As chair of the Scandinavian Studies Department at Gustavus Adolphus College in St. Peter, Minn., Kjerstin Moody teaches about contemporary Scandinavia. "Cultural traditions and practices are dynamic phenomena everywhere," she said. "They are always shifting and changing."

She isn't persuaded that the dinners' probable eventual demise points to a loss of interest in Scandinavian-Americans' connections to Scandinavia.

"An interest in cultural ties or connections isn't being lost, but there is, perhaps, a shift in focus, and cultural traditions and connections are being considered and practiced in new ways," she said. "It's not an either/or, but in many ways a both/and."

Moody noted the annual Twin Cities' Nordic Lights Film Festival, with movies from Denmark, Finland, Iceland, Norway and Sweden. Likewise, Scandinavian foods are having their moment in the aurora borealis, with internationally renowned restaurants, TV shows, cookbooks, and media coverage.

"I think Scandinavian-Americans often remember and practice the traditions they learned in their families, and yet they simultaneously want to stay connected with the Scandinavian world today -- communities like ours that are increasingly diverse, urban, mobile and secular."

Lutefisk long has been a seasonal cafe food in Scandinavian countries as well as in small-town Minnesota and Wisconsin. But even as its audience dwindles here, it's turning up in high-end bistros in, of all places, Norway.

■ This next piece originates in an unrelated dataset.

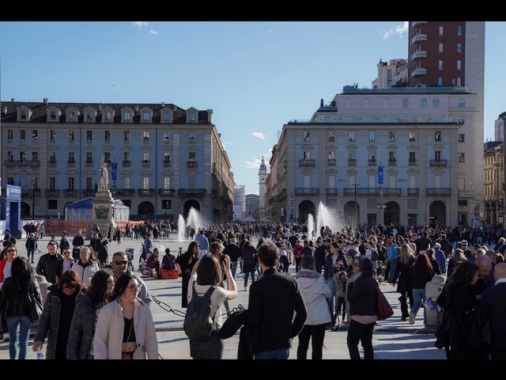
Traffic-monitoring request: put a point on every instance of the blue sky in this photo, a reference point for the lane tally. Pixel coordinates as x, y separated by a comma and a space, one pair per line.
255, 76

"Some of the finer restaurants in Oslo, they're getting $50 a plate," Dorff said. "It's not as glamorous up in the fishing grounds around the Lofoten Islands, but it's kind of a highfalutin thing in the cities."

In Minneapolis, lutefisk may have a champion in chef Paul Berglund, whose Bachelor Farmer specializes in Scandinavian cuisine.

"What really got me going was finding out that ramen noodles, one of my favorite foods, are made with lye or a similar product, which is what makes them yellow," Berglund said. "If I love ramen noodles so much, and they share a similar ingredient, maybe there's something to it."

The experiments have begun. All Berglund knows for sure is that lutefisk won't get on his menu as a novelty item, "only as a legitimate dish."

Until then, lutefisk lovers can turn to www.LutfiskLoversLifeline.com, a national database of lye cod meals tended by Jim "Nordblad" Harris of Apple Valley. He was dining at the Richfield Evangelical Lutheran Church's annual dinner, which doubles as the annual occasion for Pastor Rolf Olson to don a T-shirt that proclaims: "And in the beginning, God created lutefisk. Oops."

Of course, everyone wants to know who makes the best lutefisk, "but I'll never tell," Harris said, partly because it depends on who's at the stove.

"What's good at 1 o'clock might be terrible by 5 o'clock," Harris said. "Shoot, one piece on your plate might be great and the next piece overcooked. Two minutes is all it takes to ruin good lutefisk."